Long-term volunteer Aynn Setright was washing her clothes in the river bed at Bocana de Paiwas when a friend asked her how people in the United States wash their clothes. "Oh, we just put them in a big machine and push a few buttons," she answered. Her friend was quiet for a few minutes. Then she asked, "How do you get the machine down to the river?"
Finally, the book is comprehensive. It begins in 1983 with the dozen or so people who conceived the idea of a "nonviolent, prayerful, biblically based, politically independent movement" to challenge U.S. policy toward Nicaragua. Then it chronicles nearly every significant development which by 1991 had brought almost 4,000 people to Nicaragua, Guatemala, El Salvador, Honduras, Costa Rica, and Panama. The book makes clear that WFP is an ongoing effort, continuing its work in Nicaragua and developing even today a creative program of nonviolent presence and accompaniment in Guatemala and Southern Mexico.
The WFP experience already has inspired a number of similar movements, from nonviolent interposition efforts between Israelis and Palestinians to "The Crusade," an anti-drug effort in Charlotte, North Carolina. No better handbook for how to start such faith-based, nonviolent movements can be found than Witness For Peace: A Story of Resistance.
IN THE BOOK'S LAST chapter, the author weighs the pros and cons of WFP. His careful evaluation, while being frank about WFP's limitations, makes a good case for its many important achievements as it seeks to be "a visible sign to Latin Americans that there are people who care about their struggle for justice and are willing to accept the consequences of standing with them."
My only quibble with the book is that it made only glancing reference to one of WFP's most controversial stands--"political independence." As a member of the steering committee, I know that we struggled hard before agreeing that, yes, WFP can and should criticize the Sandinista government when it commits some major dereliction, such as human rights violations. This set WFP apart from some other groups, who tended to romanticize the Sandinistas--or at least not to say anything negative about their revolution.

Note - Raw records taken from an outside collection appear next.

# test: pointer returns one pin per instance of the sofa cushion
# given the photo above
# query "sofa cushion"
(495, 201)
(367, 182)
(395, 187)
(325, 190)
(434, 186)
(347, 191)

WFP praised the positive in the Sandinista-led government and, as a North American organization, aimed its primary critique at the injustices of U.S. policy. Still, it was not afraid to challenge Sandinista policies and practices, carrying its concerns directly to highly placed Sandinista leaders and even on occasion making its criticisms public through the WFP newsletter and the mass media. For example, when the Sandinista government expelled Nicaraguan religious leaders from the country, closed the opposition press, and allowed its security forces to kill opponents through extra-judicial executions, WFP decried those actions.
No human government is without its shadow side. While some organizations kept silent about this aspect of the Nicaraguan revolution, WFP took the position that, as people of faith, our main concern has to be to tell the truth and to do God's will, not to be "politically correct" or aligned with any political philosophy or movement.
Though far from perfect itself, WFP tried to stand up for the sacred dignity of each human being and to challenge attacks on that dignity, regardless of their source. I hope and trust that it will hold fast to that policy as it continues its work in Nicaragua, Guatemala, and Southern Mexico, and is sent forth, it knows not where else in the world, by the God who said, "Seek justice, correct oppression, defend the orphan, plead for the widow."
Richard K. Taylor, one of the founders of Witness for Peace, served for six years as chair of its Philosophy and Strategy Committee.
Witness For Peace: A Story of Resistance. By Ed Griffin-Nolan. Westminster-John Knox Press, 1991. $14.95, paper.